Affiliation:
1. Department of AI & ML Sri Vasavi Engineering College Tadepalligudem India
2. Department of Computer Science and Engineering Sri Vasavi Engineering College Tadepalligudem India
3. Department of Computer Science and Engineering Shri Vishnu Engineering College for Women Bhimavaram India
4. Department of CSE (Data Science) Vignan Institute of Technology and Science Hyderabad India
Abstract
SummaryThe productivity in the agricultural sector is minimized due to the disease in plants. In general, the ailments that affect plants are identified by the farmers and the losses are minimized, when the diseases are identified early. The early identification of leaf diseases is difficult in the traditional approaches. Hence, in this article, for detecting maize leaf disease, an adaptive competitive shuffled shepherd optimization‐driven deep quantum neural network (adaptive CSSO‐based deep QNN) is implemented. Here, the initial process is the simulation of the IoT nodes and the leaf data are collected.
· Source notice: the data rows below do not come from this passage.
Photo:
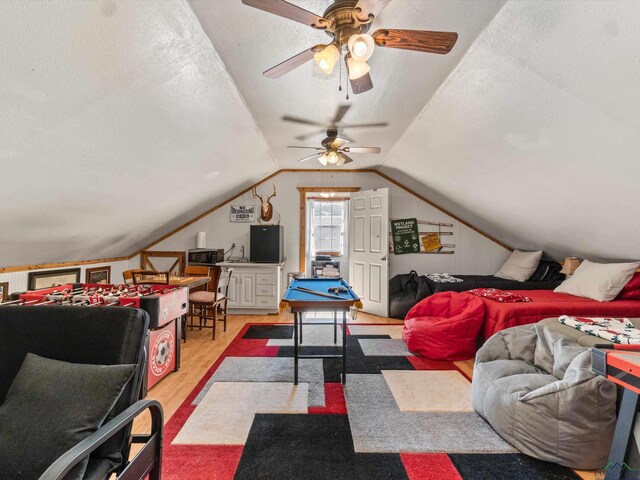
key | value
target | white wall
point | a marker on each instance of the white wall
(474, 254)
(18, 281)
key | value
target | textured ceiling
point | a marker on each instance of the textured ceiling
(117, 121)
(250, 41)
(121, 120)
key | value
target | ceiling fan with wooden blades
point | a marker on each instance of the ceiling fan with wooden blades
(347, 23)
(334, 150)
(335, 123)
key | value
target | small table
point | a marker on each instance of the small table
(301, 301)
(623, 368)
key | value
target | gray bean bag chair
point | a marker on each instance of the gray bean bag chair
(537, 390)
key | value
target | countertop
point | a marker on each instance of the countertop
(251, 264)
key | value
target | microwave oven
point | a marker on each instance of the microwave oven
(205, 256)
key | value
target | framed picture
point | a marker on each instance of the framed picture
(50, 278)
(98, 275)
(242, 213)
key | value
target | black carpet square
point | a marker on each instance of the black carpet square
(508, 466)
(261, 332)
(310, 447)
(357, 361)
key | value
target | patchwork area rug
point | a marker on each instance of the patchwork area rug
(398, 417)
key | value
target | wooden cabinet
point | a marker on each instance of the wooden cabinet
(254, 287)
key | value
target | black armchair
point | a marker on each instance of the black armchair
(97, 336)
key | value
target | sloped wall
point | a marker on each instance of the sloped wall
(534, 136)
(474, 254)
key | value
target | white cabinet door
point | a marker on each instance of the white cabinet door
(247, 292)
(234, 291)
(369, 249)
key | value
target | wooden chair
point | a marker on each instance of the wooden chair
(194, 271)
(150, 277)
(128, 275)
(208, 301)
(223, 294)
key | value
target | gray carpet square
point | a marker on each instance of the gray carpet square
(270, 369)
(378, 425)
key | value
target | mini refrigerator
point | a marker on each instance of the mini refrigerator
(267, 243)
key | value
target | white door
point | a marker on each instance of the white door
(369, 249)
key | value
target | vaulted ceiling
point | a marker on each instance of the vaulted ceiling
(120, 120)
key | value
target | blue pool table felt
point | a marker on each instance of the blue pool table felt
(319, 284)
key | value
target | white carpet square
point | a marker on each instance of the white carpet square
(384, 347)
(225, 414)
(394, 331)
(429, 391)
(312, 335)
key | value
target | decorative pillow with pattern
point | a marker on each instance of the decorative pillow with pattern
(502, 296)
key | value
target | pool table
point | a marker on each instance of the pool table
(313, 295)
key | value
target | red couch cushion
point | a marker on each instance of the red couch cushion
(444, 326)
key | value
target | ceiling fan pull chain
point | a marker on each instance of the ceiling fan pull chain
(347, 83)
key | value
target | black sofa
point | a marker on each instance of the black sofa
(94, 336)
(405, 290)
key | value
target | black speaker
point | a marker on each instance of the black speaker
(267, 243)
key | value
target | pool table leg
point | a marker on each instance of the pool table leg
(295, 347)
(344, 347)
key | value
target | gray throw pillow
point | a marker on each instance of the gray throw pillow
(520, 266)
(50, 407)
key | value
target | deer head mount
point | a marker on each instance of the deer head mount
(266, 209)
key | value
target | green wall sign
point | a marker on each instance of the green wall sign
(405, 236)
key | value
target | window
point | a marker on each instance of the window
(327, 227)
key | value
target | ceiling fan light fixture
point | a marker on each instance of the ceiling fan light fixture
(357, 68)
(361, 46)
(327, 58)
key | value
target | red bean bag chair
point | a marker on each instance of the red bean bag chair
(444, 326)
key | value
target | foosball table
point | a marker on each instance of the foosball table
(165, 304)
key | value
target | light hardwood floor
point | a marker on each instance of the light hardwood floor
(200, 352)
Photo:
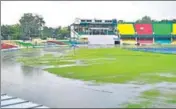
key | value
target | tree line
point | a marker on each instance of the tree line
(33, 26)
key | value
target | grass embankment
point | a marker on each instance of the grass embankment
(117, 65)
(126, 66)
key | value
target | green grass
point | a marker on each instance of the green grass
(127, 66)
(113, 65)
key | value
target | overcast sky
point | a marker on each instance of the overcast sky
(63, 13)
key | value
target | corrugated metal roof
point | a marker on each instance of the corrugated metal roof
(15, 102)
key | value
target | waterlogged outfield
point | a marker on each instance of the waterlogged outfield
(119, 65)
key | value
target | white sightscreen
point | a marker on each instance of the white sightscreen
(101, 39)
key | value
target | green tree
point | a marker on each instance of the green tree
(31, 25)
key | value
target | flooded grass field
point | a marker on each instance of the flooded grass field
(101, 78)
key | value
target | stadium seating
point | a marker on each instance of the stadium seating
(162, 28)
(158, 41)
(101, 39)
(126, 29)
(128, 41)
(143, 29)
(145, 41)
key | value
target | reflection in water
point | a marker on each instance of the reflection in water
(41, 87)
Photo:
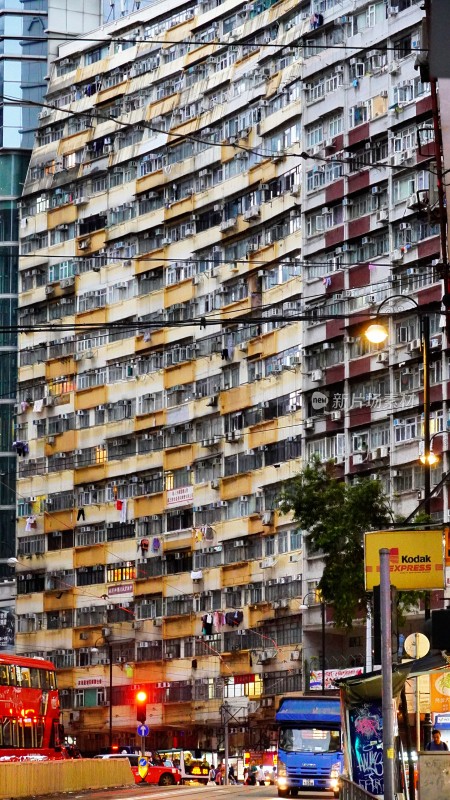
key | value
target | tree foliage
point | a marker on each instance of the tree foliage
(334, 516)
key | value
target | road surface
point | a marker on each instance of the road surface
(190, 792)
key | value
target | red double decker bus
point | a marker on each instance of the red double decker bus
(29, 710)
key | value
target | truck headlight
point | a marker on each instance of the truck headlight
(281, 770)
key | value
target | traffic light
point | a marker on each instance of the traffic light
(141, 706)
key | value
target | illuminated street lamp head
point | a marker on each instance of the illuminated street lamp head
(376, 333)
(429, 458)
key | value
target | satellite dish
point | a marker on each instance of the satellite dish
(416, 645)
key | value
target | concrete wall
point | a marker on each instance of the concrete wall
(434, 775)
(49, 777)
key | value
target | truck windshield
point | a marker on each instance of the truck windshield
(295, 740)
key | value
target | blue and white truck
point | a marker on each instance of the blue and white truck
(310, 755)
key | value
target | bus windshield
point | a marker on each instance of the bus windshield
(31, 728)
(309, 740)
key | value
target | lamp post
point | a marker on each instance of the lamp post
(304, 607)
(377, 333)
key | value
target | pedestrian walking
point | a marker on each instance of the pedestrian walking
(260, 776)
(231, 775)
(436, 742)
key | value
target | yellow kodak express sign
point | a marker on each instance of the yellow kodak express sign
(416, 558)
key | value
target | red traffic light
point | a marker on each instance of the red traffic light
(141, 706)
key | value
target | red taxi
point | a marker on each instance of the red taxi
(159, 775)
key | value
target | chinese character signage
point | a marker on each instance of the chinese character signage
(180, 497)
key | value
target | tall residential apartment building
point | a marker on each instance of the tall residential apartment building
(214, 193)
(27, 27)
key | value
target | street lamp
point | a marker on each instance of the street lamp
(377, 333)
(304, 607)
(94, 649)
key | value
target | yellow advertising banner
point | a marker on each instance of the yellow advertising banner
(440, 691)
(416, 558)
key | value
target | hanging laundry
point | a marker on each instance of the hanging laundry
(208, 533)
(207, 625)
(218, 620)
(21, 448)
(198, 534)
(234, 618)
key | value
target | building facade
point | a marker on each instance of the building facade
(27, 28)
(201, 193)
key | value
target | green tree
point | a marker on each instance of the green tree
(334, 516)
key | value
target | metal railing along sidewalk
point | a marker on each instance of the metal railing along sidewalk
(351, 791)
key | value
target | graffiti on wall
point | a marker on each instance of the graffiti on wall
(366, 737)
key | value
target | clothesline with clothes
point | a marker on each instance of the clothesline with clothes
(217, 619)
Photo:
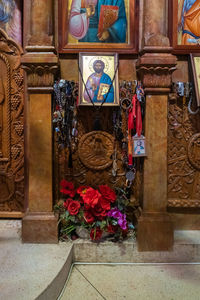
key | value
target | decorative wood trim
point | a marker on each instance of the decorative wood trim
(184, 203)
(41, 69)
(12, 133)
(155, 71)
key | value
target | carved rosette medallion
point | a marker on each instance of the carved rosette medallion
(194, 151)
(95, 150)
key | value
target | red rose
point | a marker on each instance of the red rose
(67, 188)
(111, 228)
(107, 193)
(95, 233)
(98, 211)
(82, 190)
(66, 203)
(73, 207)
(91, 197)
(89, 218)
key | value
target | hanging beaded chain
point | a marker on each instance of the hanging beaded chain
(65, 113)
(127, 89)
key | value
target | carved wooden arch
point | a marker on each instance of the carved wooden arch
(11, 128)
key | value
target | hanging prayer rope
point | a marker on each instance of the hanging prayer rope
(65, 114)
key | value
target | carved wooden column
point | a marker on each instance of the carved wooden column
(40, 63)
(155, 67)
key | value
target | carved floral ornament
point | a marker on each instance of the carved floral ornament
(40, 75)
(95, 150)
(156, 77)
(11, 127)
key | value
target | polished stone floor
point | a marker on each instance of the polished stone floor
(133, 282)
(39, 271)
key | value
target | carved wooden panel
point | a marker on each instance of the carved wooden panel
(92, 155)
(11, 127)
(183, 156)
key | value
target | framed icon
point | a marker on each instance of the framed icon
(99, 25)
(195, 63)
(139, 146)
(98, 79)
(184, 24)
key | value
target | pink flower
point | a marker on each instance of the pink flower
(91, 197)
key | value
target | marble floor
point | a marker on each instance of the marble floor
(133, 282)
(39, 271)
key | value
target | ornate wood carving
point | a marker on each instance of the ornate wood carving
(183, 156)
(11, 126)
(155, 70)
(41, 69)
(95, 150)
(98, 170)
(40, 75)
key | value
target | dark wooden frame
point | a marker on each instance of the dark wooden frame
(131, 47)
(136, 139)
(195, 75)
(173, 31)
(115, 79)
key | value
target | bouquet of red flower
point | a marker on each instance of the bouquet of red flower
(94, 210)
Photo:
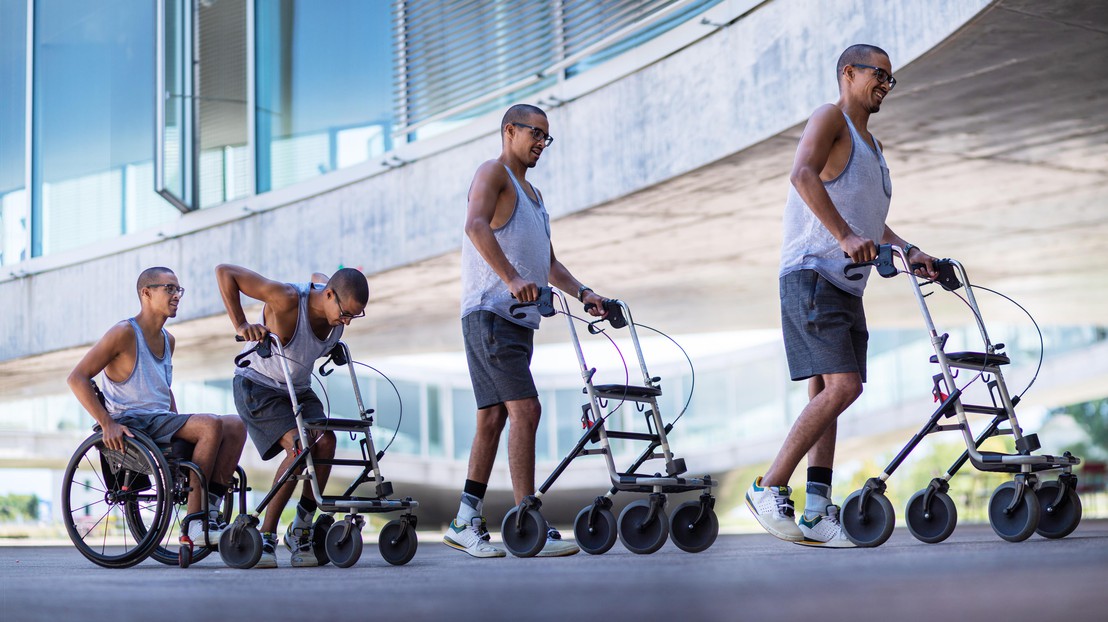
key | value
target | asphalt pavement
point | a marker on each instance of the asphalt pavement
(974, 574)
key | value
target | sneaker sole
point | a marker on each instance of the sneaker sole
(563, 553)
(458, 547)
(779, 534)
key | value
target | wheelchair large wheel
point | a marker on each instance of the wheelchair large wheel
(398, 542)
(934, 523)
(1021, 522)
(168, 548)
(598, 538)
(871, 527)
(689, 534)
(1060, 520)
(240, 544)
(639, 536)
(98, 488)
(524, 540)
(344, 543)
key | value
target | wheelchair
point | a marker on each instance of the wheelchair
(123, 507)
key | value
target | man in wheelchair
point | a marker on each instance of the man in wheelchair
(135, 357)
(308, 318)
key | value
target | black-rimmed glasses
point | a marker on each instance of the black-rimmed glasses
(171, 288)
(537, 134)
(881, 74)
(345, 315)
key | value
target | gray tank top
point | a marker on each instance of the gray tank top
(301, 350)
(525, 240)
(861, 193)
(146, 389)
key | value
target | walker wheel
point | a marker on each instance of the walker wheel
(319, 530)
(870, 526)
(240, 547)
(598, 538)
(524, 540)
(1062, 519)
(934, 523)
(344, 552)
(1021, 522)
(689, 534)
(397, 542)
(638, 536)
(185, 554)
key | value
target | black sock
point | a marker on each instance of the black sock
(819, 475)
(475, 488)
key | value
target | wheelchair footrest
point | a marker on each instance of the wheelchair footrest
(339, 425)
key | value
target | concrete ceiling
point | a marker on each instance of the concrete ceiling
(997, 141)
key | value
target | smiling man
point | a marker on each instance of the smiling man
(506, 256)
(834, 214)
(135, 357)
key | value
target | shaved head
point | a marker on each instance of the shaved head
(350, 284)
(152, 276)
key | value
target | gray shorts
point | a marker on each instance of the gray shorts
(823, 326)
(499, 354)
(267, 413)
(158, 426)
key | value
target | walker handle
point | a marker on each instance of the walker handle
(262, 348)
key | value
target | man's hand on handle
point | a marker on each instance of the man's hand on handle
(252, 332)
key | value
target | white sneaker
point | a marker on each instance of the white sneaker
(555, 547)
(824, 530)
(471, 538)
(773, 510)
(268, 551)
(298, 542)
(197, 536)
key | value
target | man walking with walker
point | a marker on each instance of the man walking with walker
(835, 211)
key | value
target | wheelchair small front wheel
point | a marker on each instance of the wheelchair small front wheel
(319, 530)
(524, 537)
(601, 536)
(870, 526)
(1018, 523)
(637, 533)
(344, 543)
(690, 534)
(1060, 520)
(240, 546)
(933, 523)
(398, 542)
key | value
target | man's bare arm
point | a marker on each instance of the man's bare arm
(236, 279)
(812, 153)
(489, 182)
(80, 380)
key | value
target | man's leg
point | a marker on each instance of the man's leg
(839, 391)
(204, 432)
(468, 531)
(523, 415)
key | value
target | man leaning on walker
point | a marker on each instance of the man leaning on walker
(308, 318)
(136, 359)
(837, 207)
(506, 256)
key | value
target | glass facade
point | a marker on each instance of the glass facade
(245, 97)
(324, 87)
(14, 233)
(92, 123)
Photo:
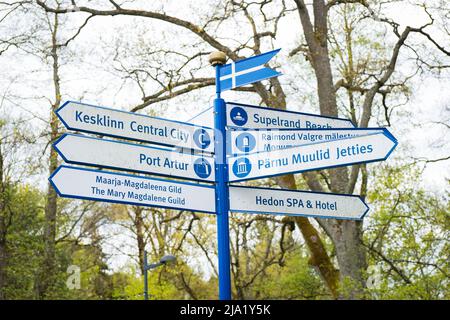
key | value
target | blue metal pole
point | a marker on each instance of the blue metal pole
(222, 197)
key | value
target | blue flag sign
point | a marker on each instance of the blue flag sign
(246, 71)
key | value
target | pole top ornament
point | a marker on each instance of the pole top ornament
(217, 57)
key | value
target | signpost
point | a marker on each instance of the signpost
(246, 71)
(120, 124)
(317, 156)
(253, 117)
(119, 155)
(89, 184)
(260, 140)
(296, 203)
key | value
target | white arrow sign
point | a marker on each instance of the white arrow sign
(89, 184)
(112, 154)
(260, 140)
(297, 203)
(317, 156)
(116, 123)
(252, 117)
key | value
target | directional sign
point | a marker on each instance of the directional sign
(246, 71)
(89, 184)
(115, 123)
(105, 153)
(252, 117)
(204, 118)
(296, 203)
(259, 140)
(336, 153)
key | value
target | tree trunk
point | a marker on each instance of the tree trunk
(346, 235)
(139, 225)
(3, 257)
(351, 256)
(49, 270)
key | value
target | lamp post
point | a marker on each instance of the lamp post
(164, 260)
This data are transferred to base station (BS) via the best routes. The optimal routes are identified using the adaptive CCSO algorithm. The adaptive concept, shuffled shepherd optimization algorithm (SSOA) and competitive swarm optimizer (CSO) are merged for forming the adaptive‐CSSO algorithm. The leaf detection is done in the BS and initially, the data is preprocessed using region of interest (ROI). Then, the relevant features are extracted. Finally, the disease in the maize leaf is detected using Deep QNN and the training is done by adaptive CSSO. The devised approach has maximum accuracy of 96.04%, sensitivity of 97.41%, specificity of 94.35%, energy of 0.01 J, and minimum delay of 0.9596 s.